What’s the deal with Saru, anyway? He’s spent the entire series up to this point lecturing Burnham on Starfleet principles, and on his first day as Captain he’s ordering her to torture an alien life form to death just to save Lorca, while Burnham is the one who’s not willing to do whatever is necessary? There are simply no good people in this organization. Star Trek used to be hopeful that one day our morals wouldn’t just bend to fit any situation, but on this show, everyone’s as ethically flexible as the plot needs them to be.

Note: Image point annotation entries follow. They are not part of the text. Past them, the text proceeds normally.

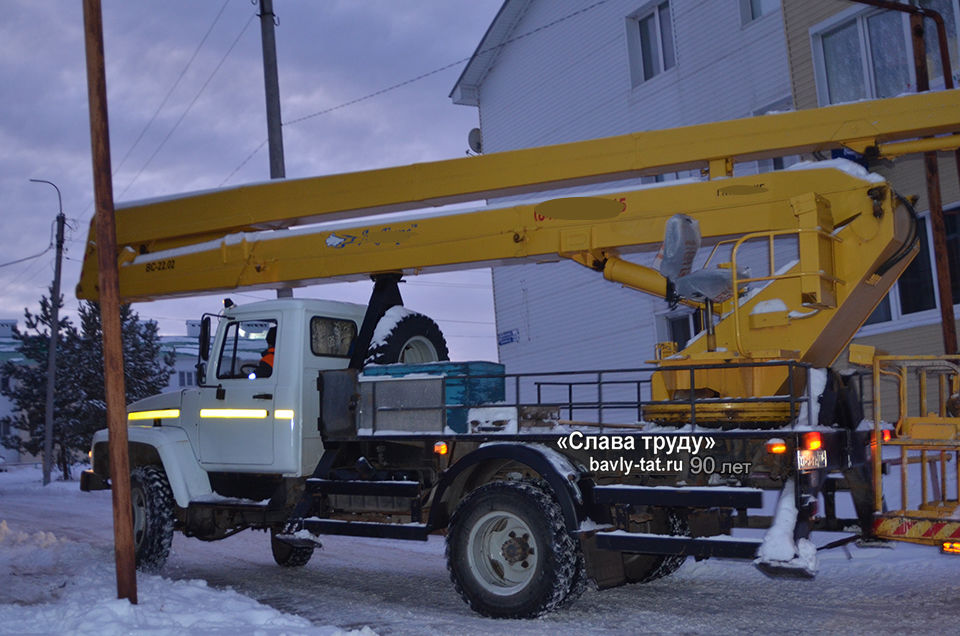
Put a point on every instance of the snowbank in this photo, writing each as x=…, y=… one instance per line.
x=52, y=585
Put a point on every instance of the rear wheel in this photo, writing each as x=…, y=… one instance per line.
x=152, y=502
x=286, y=555
x=412, y=339
x=509, y=552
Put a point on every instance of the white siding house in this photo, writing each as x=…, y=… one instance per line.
x=557, y=71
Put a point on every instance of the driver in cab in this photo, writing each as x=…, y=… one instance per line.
x=265, y=365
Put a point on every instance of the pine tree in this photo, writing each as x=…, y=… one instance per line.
x=79, y=400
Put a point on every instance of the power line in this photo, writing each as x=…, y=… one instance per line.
x=190, y=106
x=27, y=258
x=172, y=87
x=412, y=80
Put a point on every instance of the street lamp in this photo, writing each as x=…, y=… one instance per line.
x=54, y=332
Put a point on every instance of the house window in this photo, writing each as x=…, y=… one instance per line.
x=914, y=297
x=650, y=41
x=867, y=54
x=916, y=282
x=751, y=10
x=952, y=222
x=331, y=336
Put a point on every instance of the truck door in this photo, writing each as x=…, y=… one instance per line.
x=236, y=424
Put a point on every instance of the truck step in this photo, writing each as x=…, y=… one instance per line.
x=407, y=531
x=356, y=487
x=700, y=547
x=706, y=497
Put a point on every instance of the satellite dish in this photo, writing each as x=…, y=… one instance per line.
x=475, y=141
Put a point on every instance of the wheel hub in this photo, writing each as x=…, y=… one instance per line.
x=517, y=549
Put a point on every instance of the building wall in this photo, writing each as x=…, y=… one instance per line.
x=573, y=81
x=912, y=333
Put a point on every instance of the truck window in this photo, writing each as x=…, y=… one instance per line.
x=247, y=350
x=331, y=336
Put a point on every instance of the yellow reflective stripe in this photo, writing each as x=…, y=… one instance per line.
x=153, y=415
x=234, y=413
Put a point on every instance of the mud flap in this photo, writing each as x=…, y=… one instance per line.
x=786, y=552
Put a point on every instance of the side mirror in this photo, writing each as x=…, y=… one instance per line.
x=205, y=338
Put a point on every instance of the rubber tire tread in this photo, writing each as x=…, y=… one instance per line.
x=288, y=556
x=154, y=547
x=559, y=569
x=410, y=326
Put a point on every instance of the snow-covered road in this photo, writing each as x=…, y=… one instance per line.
x=398, y=587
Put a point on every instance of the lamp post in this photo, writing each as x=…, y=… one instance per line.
x=54, y=333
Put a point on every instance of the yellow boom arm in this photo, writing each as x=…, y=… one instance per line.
x=845, y=227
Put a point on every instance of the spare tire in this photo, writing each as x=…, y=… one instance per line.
x=406, y=336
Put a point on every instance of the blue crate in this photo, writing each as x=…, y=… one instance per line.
x=466, y=384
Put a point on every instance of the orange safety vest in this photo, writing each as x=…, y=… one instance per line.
x=268, y=357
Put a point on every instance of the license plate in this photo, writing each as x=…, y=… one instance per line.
x=809, y=460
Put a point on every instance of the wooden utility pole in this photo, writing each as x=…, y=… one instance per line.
x=271, y=85
x=934, y=201
x=271, y=89
x=110, y=304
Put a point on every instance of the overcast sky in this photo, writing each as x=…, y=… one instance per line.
x=171, y=135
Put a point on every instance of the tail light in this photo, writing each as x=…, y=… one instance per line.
x=812, y=441
x=776, y=446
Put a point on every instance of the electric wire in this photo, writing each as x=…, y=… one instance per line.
x=173, y=87
x=412, y=80
x=191, y=104
x=27, y=258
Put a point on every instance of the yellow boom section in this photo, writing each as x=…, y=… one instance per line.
x=202, y=242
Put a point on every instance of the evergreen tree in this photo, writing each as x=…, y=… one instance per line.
x=79, y=400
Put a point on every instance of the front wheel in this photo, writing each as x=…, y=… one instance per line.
x=152, y=502
x=509, y=552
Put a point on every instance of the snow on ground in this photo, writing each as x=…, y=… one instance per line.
x=55, y=585
x=56, y=576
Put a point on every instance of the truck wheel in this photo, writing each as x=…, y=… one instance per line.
x=509, y=552
x=643, y=568
x=415, y=338
x=287, y=555
x=152, y=502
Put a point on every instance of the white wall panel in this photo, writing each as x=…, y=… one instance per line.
x=572, y=81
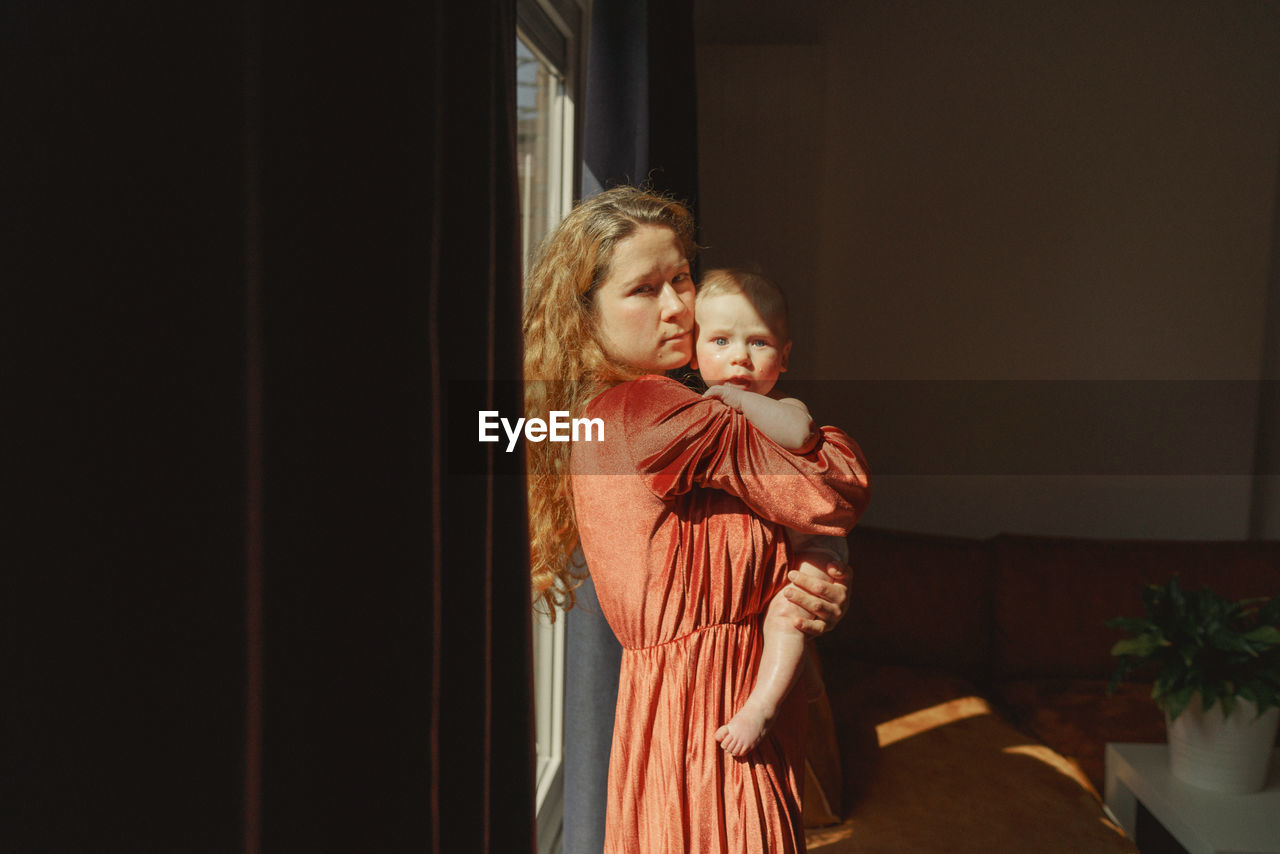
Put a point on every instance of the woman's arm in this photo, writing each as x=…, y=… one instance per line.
x=786, y=421
x=677, y=441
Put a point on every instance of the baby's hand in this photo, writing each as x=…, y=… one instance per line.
x=730, y=394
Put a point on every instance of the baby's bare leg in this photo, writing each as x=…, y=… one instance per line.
x=780, y=663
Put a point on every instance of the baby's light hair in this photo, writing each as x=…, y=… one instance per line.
x=759, y=290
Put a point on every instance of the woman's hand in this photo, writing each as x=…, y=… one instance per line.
x=818, y=598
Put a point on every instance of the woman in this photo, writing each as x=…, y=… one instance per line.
x=680, y=511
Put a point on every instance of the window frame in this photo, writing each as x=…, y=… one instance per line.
x=554, y=31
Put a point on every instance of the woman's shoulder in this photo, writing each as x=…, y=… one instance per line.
x=644, y=391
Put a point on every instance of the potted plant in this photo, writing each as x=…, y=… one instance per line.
x=1216, y=670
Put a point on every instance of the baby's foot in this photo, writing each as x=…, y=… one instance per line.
x=744, y=731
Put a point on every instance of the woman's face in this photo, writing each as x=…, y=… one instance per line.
x=645, y=306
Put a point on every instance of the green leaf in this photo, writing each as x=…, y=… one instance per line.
x=1265, y=636
x=1175, y=702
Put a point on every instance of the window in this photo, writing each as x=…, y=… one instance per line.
x=549, y=50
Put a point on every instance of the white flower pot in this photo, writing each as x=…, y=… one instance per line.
x=1230, y=754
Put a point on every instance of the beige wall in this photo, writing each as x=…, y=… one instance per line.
x=1036, y=192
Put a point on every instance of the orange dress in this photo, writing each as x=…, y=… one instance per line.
x=681, y=511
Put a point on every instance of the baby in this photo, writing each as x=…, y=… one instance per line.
x=740, y=351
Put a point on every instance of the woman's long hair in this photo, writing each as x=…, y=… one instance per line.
x=565, y=364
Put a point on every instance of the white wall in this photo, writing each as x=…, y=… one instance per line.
x=1042, y=193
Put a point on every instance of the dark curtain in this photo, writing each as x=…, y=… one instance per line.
x=641, y=127
x=260, y=597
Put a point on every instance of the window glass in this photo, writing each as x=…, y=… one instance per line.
x=540, y=145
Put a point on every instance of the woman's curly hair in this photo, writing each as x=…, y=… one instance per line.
x=565, y=364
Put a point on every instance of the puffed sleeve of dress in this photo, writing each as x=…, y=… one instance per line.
x=677, y=439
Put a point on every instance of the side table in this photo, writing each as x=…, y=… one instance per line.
x=1202, y=821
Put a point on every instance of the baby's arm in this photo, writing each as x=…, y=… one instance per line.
x=786, y=421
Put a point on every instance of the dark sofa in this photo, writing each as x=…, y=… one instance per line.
x=967, y=706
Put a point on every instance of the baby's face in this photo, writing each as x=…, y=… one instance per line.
x=736, y=346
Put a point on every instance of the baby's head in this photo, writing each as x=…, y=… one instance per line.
x=741, y=330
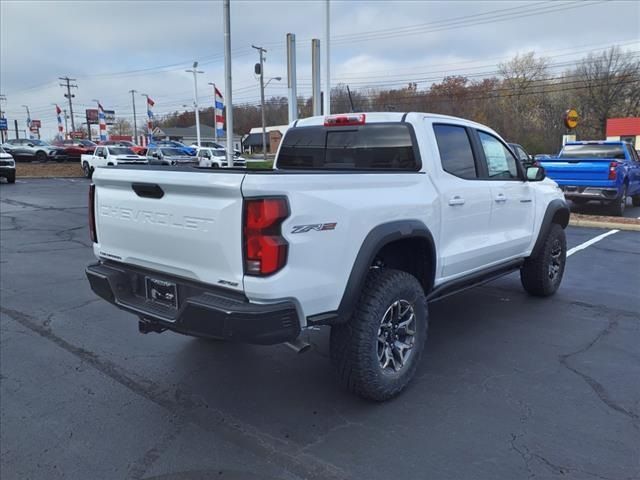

Captain Lorca on the Klingon prison ship: boring. How many times have we seen the ‘running fire fight to the shuttle bay’ escape plan before? Good Lord! Draping itself in tired old sci-fi cliches is not going to help ‘Discovery’ leave the old Trek behind. Also, new addition Lt. Tyler is clearly a spy who was allowed to ‘escape’ with Lorca. I’m not sure they could have telegraphed it any more clearly. He’s the same actor who plays Voq, the albino Klingon, who was told in last week’s episode, by a member of the house of ‘deceivers’, that he would have to give up ‘everything’ for victory. They’re not even trying. If true, it means STD is leveraging the Augment Virus plot line from “Enterprise”, walking in the same footsteps the franchise has already made is not my idea of going boldly.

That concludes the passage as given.